A Shared-Savings Model on Top of Another One?
Currently, 14 of the 17 biosimilars marketed in the US are indicated primarily for cancer treatment (direct and supportive). Medicare’s Oncology Care Model is an ongoing value-based demonstration project (set to end in 2021) that focuses on the episode-of-care payment to practices for each patient receiving cancer care. It also relies on shared savings, offering performance bonuses for those practices that save money overall. This applies to the total cost of oncology care, not one component of it. One might expect that use of lowest cost medication would contribute towards low provider costs, giving the practice or medical group the best chance for receiving the savings bonus.
Limiting a shared-savings initiative to specific drug treatment within a disease state may seem overly complex and even counterintuitive. Does this narrow application actually make it easier to track and award bonuses? I’m not sure.
Beyond the oncology space, only infliximab and epoetin biosimilars remain (not counting rituximab, which could potentially be used for oncology and autoimmune indications).
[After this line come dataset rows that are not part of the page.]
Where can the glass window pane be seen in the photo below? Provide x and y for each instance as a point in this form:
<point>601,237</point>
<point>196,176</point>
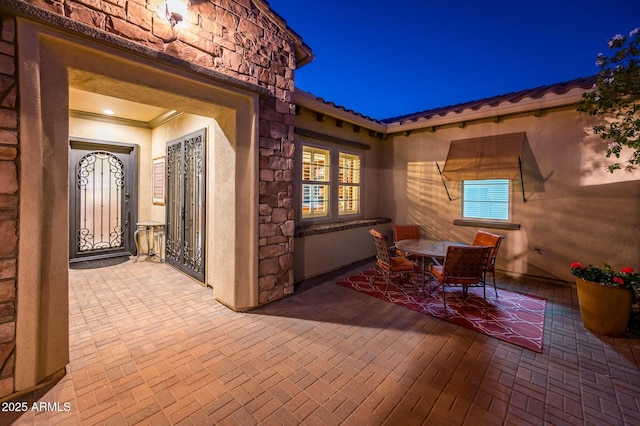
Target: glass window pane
<point>348,199</point>
<point>349,168</point>
<point>486,199</point>
<point>315,200</point>
<point>315,164</point>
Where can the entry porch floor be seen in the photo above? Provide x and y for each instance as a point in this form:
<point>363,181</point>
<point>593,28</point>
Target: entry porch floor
<point>151,346</point>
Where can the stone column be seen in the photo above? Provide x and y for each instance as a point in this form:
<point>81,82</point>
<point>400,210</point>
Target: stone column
<point>9,214</point>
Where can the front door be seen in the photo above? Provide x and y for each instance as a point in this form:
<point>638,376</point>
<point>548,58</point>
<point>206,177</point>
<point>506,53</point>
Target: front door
<point>102,178</point>
<point>185,245</point>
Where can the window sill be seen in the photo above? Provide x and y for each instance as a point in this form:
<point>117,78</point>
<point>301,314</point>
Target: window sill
<point>325,228</point>
<point>486,224</point>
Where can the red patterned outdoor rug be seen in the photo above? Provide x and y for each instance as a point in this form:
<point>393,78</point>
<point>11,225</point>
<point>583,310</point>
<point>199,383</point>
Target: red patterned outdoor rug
<point>513,317</point>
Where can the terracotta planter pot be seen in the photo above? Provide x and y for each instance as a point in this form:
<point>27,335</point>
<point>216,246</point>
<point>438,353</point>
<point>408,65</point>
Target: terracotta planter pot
<point>604,310</point>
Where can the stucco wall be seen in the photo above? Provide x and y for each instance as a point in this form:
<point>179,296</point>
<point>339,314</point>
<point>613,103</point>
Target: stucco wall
<point>231,53</point>
<point>583,214</point>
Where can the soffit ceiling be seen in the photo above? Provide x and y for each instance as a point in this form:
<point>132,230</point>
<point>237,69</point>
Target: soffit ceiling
<point>95,104</point>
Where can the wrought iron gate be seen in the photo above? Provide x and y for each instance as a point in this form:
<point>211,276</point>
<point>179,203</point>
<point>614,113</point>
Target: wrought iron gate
<point>185,209</point>
<point>101,177</point>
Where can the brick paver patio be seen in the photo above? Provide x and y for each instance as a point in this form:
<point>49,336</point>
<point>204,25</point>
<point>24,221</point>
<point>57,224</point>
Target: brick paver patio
<point>151,346</point>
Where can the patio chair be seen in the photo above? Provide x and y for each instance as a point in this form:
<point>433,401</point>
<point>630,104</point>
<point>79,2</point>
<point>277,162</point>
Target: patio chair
<point>390,265</point>
<point>463,267</point>
<point>487,239</point>
<point>406,232</point>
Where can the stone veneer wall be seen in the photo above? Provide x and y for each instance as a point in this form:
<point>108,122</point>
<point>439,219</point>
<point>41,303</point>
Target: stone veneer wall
<point>9,186</point>
<point>237,39</point>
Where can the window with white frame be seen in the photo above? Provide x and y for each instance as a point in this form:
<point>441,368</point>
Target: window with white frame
<point>485,199</point>
<point>348,184</point>
<point>316,169</point>
<point>326,191</point>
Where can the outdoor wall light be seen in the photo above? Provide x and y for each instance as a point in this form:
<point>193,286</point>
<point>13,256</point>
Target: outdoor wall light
<point>176,10</point>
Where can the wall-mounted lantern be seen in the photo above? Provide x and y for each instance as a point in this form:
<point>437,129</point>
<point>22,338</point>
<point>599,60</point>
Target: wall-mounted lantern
<point>176,10</point>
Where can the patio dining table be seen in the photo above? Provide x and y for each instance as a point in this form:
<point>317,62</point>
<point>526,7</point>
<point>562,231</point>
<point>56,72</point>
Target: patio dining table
<point>426,249</point>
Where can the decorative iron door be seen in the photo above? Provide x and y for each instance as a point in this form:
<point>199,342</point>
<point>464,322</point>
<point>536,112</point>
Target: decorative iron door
<point>185,208</point>
<point>101,177</point>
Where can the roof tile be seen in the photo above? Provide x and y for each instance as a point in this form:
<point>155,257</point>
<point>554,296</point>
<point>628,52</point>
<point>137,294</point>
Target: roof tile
<point>494,101</point>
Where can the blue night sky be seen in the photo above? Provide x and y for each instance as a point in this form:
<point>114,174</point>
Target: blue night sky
<point>384,59</point>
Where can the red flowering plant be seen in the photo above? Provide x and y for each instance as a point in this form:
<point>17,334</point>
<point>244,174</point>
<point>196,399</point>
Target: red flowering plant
<point>606,275</point>
<point>624,278</point>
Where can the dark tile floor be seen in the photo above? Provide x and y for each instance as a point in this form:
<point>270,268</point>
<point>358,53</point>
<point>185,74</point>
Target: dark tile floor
<point>151,346</point>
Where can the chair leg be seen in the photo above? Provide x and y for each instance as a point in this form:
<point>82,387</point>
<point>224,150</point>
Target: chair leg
<point>444,300</point>
<point>386,289</point>
<point>494,282</point>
Considering the various physicians who might be prescribing infliximab, including rheumatologists, gastroenterologists, dermatologists, these agents are a singular, but significant, portions of their practice if they continue to purchase them on a buy-and-bill basis. Would they be interested in a shared savings program based on a singular drug?
Medicare Part B reimburses physicians for the use of individual pharmaceuticals based on the reference product’s average sales price (ASP). Payment is ASP plus 6%, for instance, whether a reference or biosimilar is administered. Essentially, it places these agents at parity; it does not advantage the biosimilar. It does improve upon earlier methodology, which gave a distinct reimbursement advantage to the reference product.
Strength in Numbers
Differential cost sharing for biosimilars versus innovator products could be offered by payers, but this is not widespread because (1) there are still relatively few biosimilars available to justify a big policy change and (2) the currently marketed biosimilars are generally covered under the medical benefit. Under the pharmacy benefit (i.e., Part D), different copay tiers are well accepted, and it would be relatively easy to start a “biosimilar-only” tier. A few commercial payers prefer the use of biosimilars, but a larger share simply offer biosimilars on a level playing field, which leaves the decision up to the physician and patient.
Not knowing the exact content of the legislative proposal, I hesitate to hazard a guess as to its individual steps. Judging from the positive response from the Biosimilars Forum, it may contain elements outlined in the Brill paper. In either case, the challenges of implementing such a model will be:
- Creating a meaningful savings that will prompt quick action from physician groups and health systems
- Encouraging payers (i.e., Medicare Advantage plans) to get on board—think buy-and-bill versus specialty pharmacy
- Offering patients financial incentives as well as provider benefits
- Avoiding confusion with the goals and methods of the oncology care model (even if this demonstration project does not become permanent)
- Being extremely easy to administer for payers and Medicare fiscal intermediaries as well as easy to monitor for physician groups
The problem of taking advantage of the lower health expenditures afforded by the presence of biosimilars remains. New ideas for improving biosimilar access and utilization will always be welcome. Making them work is another matter.